En este sentido, cabe señalar que el proyecto constitucional sometido a nuestra consideración despierta una importante cantidad de dudas e interrogantes que no pueden quedar pendientes. Por ejemplo, algunas de las que han sido objeto de reflexiones por parte de los obispos de la Iglesia Católica: “Llama la atención que la propuesta constitucional reconozca derechos a la naturaleza y exprese preocupación por los animales como seres sintientes, pero no reconozca ninguna dignidad ni ningún derecho a un ser humano en el vientre materno. Y esto da a la propuesta una impronta deshumanizante, porque deja indefensos a los seres humanos más frágiles y propone como solución a un problema real un acto violento” (N° 12). Con razón entonces los Obispos recuerdan a San Juan Pablo II quien en su encíclica Evangelium Vitae con toda claridad expone “En el caso pues de una ley intrínsecamente injusta, como es la que admite el aborto o la eutanasia, nunca es lícito someterse a ella, ni participar en una campaña de opinión a favor de una ley semejante, ni darle el sufragio del propio voto” (N° 12). Precepto válido no sólo para quienes se reconozcan parte de la Iglesia Católica; sino para todos. El ser que se forma en el vientre de una madre y que después se desarrolla en él durante nueve meses, es humano desde el momento mismo de su concepción por la unión de un óvulo femenino y un espermatozoide masculino. Como por lo demás va a quedar a la vista muy pocos días después.

También son preocupantes las observaciones que los obispos hacen respecto de la indefinición en que el proyecto deja a la familia tanto como a la tarea de los padres en la educación de sus hijos. En fin, entre otras más, la hostilidad al carácter subsidiario que corresponde tenga un estado bien organizado y que puede dejar abierta la puerta para que éste, bajo el pretexto de igualdad u otros similares, termine convirtiéndose en un estado totalitario donde todo y todos entren a depender de él de manera exhaustiva extinguiéndose así todo rastro de libertad individual.

Hay así, en el proyecto constitucional, cuestiones que no van a ganar legitimidad por el solo hecho de ser aprobadas por mayorías, aunque éstas sean abrumadoras. O la tienen por su contenido o carecerán de ella mientras no sean corregidas. Lo cual debe tenerse siempre a la vista, porque no tardaremos en encontrarnos con estas últimas. ¿Deberá un padre permanecer impasible cuando desde el Estado provenga una política educacional que puede corromper a la juventud, por ejemplo, en materia de sexualidad? Una política que en definitiva pondrá a los padres ante la disyuntiva de ser fieles súbditos de un poder que da como máxima razón el número de votos que lo apoya o ser fiel a su condición de padre que le impera defender a su hijo de actos de corrupción.  Algo similar puede sucederle a un médico puesto en la obligación de practicar un aborto.

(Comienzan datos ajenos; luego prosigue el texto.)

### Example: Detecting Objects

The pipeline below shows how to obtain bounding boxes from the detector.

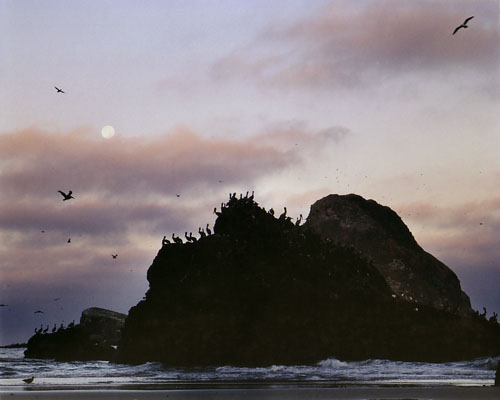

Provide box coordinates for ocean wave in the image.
[317,358,348,368]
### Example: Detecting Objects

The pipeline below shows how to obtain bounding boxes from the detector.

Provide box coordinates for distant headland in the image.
[27,193,500,366]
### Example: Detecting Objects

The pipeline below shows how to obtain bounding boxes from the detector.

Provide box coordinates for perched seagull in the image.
[453,16,474,34]
[58,190,74,201]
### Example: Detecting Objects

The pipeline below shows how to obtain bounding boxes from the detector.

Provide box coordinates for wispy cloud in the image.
[213,0,500,88]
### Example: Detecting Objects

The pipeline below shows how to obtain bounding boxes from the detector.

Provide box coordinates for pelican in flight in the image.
[58,190,74,201]
[453,16,474,34]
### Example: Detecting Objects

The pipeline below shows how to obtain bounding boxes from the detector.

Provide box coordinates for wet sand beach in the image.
[5,387,500,400]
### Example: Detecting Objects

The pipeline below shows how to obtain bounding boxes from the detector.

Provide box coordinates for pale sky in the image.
[0,0,500,344]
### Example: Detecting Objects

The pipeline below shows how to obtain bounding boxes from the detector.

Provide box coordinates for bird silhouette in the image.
[453,16,474,35]
[58,190,74,201]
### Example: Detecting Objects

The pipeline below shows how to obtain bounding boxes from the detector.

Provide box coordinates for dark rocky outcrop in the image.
[305,194,473,315]
[24,307,126,361]
[80,307,127,345]
[495,361,500,386]
[117,196,500,365]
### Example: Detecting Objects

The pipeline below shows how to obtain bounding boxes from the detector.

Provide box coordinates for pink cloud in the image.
[214,0,500,87]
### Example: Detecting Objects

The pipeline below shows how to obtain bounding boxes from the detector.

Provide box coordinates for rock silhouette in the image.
[117,194,500,366]
[305,194,473,315]
[24,307,126,361]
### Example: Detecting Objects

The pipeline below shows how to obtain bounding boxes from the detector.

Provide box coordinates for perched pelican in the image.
[172,233,182,244]
[453,16,474,35]
[58,190,74,201]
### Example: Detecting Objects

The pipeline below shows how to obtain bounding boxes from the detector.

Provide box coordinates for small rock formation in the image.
[80,307,127,345]
[304,194,473,316]
[116,194,500,366]
[24,307,126,361]
[495,361,500,386]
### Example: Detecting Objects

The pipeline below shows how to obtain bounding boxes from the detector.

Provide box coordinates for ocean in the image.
[0,349,500,392]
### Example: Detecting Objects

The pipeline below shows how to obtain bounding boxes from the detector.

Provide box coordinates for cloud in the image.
[213,0,500,88]
[0,128,290,199]
[396,197,500,271]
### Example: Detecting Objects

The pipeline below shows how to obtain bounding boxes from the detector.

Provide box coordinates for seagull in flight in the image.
[453,16,474,34]
[58,190,74,201]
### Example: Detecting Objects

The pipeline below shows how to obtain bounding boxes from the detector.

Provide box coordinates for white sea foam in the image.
[0,349,500,391]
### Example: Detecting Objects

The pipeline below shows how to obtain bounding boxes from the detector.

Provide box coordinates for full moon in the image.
[101,125,115,139]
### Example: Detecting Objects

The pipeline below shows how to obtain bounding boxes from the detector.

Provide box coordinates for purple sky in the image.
[0,0,500,344]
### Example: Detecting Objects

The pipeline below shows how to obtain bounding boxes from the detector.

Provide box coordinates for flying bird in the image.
[58,190,74,201]
[453,16,474,34]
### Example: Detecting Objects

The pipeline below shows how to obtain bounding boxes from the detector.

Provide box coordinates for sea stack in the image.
[305,194,473,316]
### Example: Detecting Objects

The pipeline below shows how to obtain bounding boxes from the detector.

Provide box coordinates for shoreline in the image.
[0,386,500,400]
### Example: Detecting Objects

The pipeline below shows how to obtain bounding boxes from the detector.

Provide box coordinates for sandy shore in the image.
[0,387,500,400]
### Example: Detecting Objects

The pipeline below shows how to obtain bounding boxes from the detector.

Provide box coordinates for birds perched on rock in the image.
[453,16,474,35]
[58,190,74,201]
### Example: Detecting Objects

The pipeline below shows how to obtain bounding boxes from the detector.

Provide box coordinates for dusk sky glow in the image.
[0,0,500,344]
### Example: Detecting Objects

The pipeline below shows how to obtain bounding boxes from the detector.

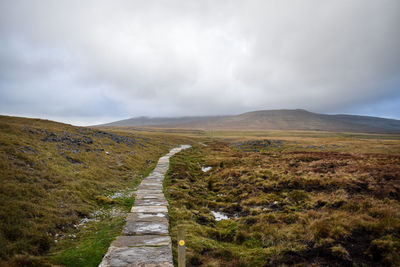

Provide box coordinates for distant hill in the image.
[99,109,400,133]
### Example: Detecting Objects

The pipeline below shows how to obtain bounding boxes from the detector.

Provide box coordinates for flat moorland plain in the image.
[165,131,400,266]
[0,116,192,266]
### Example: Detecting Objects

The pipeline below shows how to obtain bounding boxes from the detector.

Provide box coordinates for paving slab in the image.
[99,146,190,267]
[135,198,168,206]
[135,194,165,199]
[131,206,168,213]
[111,235,171,248]
[122,220,169,235]
[99,246,173,267]
[126,212,168,223]
[131,212,168,222]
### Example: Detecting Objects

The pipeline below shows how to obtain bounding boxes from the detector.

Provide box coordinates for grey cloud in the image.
[0,0,400,125]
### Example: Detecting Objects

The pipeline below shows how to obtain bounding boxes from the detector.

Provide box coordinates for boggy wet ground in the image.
[166,141,400,266]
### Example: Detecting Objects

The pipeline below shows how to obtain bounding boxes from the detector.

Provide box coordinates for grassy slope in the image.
[165,135,400,266]
[0,116,194,266]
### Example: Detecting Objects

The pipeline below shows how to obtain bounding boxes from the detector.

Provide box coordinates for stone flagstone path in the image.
[99,145,190,267]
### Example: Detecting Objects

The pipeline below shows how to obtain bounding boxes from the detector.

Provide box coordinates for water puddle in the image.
[201,166,212,172]
[211,211,229,222]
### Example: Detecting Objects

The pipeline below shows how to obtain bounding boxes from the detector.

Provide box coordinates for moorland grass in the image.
[0,116,195,266]
[164,137,400,266]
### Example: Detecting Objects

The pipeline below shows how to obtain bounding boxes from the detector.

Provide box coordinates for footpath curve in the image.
[99,145,190,267]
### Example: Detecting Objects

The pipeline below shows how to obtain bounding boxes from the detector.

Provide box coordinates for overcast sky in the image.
[0,0,400,125]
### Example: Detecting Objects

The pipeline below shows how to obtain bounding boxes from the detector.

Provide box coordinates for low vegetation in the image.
[165,137,400,266]
[0,116,192,266]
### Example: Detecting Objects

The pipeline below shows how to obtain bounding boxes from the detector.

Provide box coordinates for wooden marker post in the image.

Podrá haber objeción de conciencia, pero ese médico sabe que, si la invoca, quedará desvalorizado frente a las autoridades del gobierno. ¿Deberemos, por otra parte, permanecer impasibles mientras se frena el desarrollo del país por las trabas que se ponen a la iniciativa privada y al ejercicio del derecho de propiedad?

De cara a estas posibilidades y aunque ellas fueran mínimas, conviene
a cualquier evento recordar una vieja verdad: la democracia, más que
el derecho a gobernar es el derecho a ser bien gobernado, a exigir que
se gobierne bien y, eventualmente, si las circunstancias así lo imperan,
a dotarnos de un buen gobierno.

Nota: Este artículo fue publicado originalmente por El Mercurio de
Valparaíso, el jueves 1 de septiembre de 2022.